Here I am, ready to write my story!

Chapter V

As a cat, I need a lot of beauty sleep. You’d think humans would know that, don’t you? Especially since I have been living with these humans for some time now.

But no–these humans don’t get it!

I was lying on a kitchen chair dreaming of catching a fat mouse, when the oven door right across from my chair opened with a bang. That did it for my dream. The younger human said something about “making marbelized squares”, made a lot more noise taking things out of the oven, and then closed the oven door with another bang.

I thought, “How rude!

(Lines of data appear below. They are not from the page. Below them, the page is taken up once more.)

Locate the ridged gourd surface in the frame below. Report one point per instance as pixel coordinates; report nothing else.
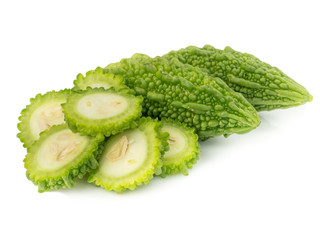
(177, 91)
(264, 86)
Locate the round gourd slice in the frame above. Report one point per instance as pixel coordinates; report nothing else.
(43, 112)
(98, 78)
(103, 111)
(131, 158)
(183, 148)
(60, 156)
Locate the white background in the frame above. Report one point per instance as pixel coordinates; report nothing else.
(262, 185)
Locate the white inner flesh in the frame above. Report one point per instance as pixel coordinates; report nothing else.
(101, 105)
(60, 149)
(45, 116)
(130, 157)
(177, 141)
(99, 85)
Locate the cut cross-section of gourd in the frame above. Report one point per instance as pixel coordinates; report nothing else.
(183, 148)
(61, 156)
(103, 111)
(131, 158)
(43, 112)
(98, 78)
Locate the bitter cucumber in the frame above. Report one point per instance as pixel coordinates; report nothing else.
(183, 150)
(264, 86)
(43, 112)
(103, 111)
(132, 157)
(177, 91)
(60, 156)
(98, 78)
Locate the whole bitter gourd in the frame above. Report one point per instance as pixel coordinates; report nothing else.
(177, 91)
(59, 157)
(183, 150)
(264, 86)
(43, 112)
(96, 79)
(132, 157)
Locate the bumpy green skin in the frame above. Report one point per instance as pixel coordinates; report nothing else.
(66, 176)
(264, 86)
(25, 135)
(108, 126)
(98, 77)
(158, 146)
(186, 159)
(177, 91)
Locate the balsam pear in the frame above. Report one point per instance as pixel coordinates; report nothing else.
(43, 112)
(98, 78)
(131, 158)
(264, 86)
(59, 157)
(183, 150)
(103, 111)
(177, 91)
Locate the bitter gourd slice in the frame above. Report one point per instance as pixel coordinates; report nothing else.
(103, 111)
(43, 112)
(98, 78)
(177, 91)
(264, 86)
(60, 156)
(131, 158)
(183, 148)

Here I am sleeping, and she wakes me up! She has no consideration at all.”

The noises continued–banging of doors, clanging of tableware–as the human got whatever she needed to make the squares. I kept lying there, wishing the human would leave and let me go back to dreaming of the fat mouse. Things got worse, though, because the other human came in the kitchen. Now there were two of them making noises. I heard some strange noises on the table above me, then the oven door opened, closed, opened again and then closed again. Some time later the oven door opened, the human took something in a pan out, closed the door, opened it again, and this time left it open. Hot air came wafting over my way. Just when I thought I’d get up and let the humans know how undesirable all this activity was, they walked out of the kitchen.

Phew! I’m exhausted from listening to all their work. I’ve got to get my beauty sleep!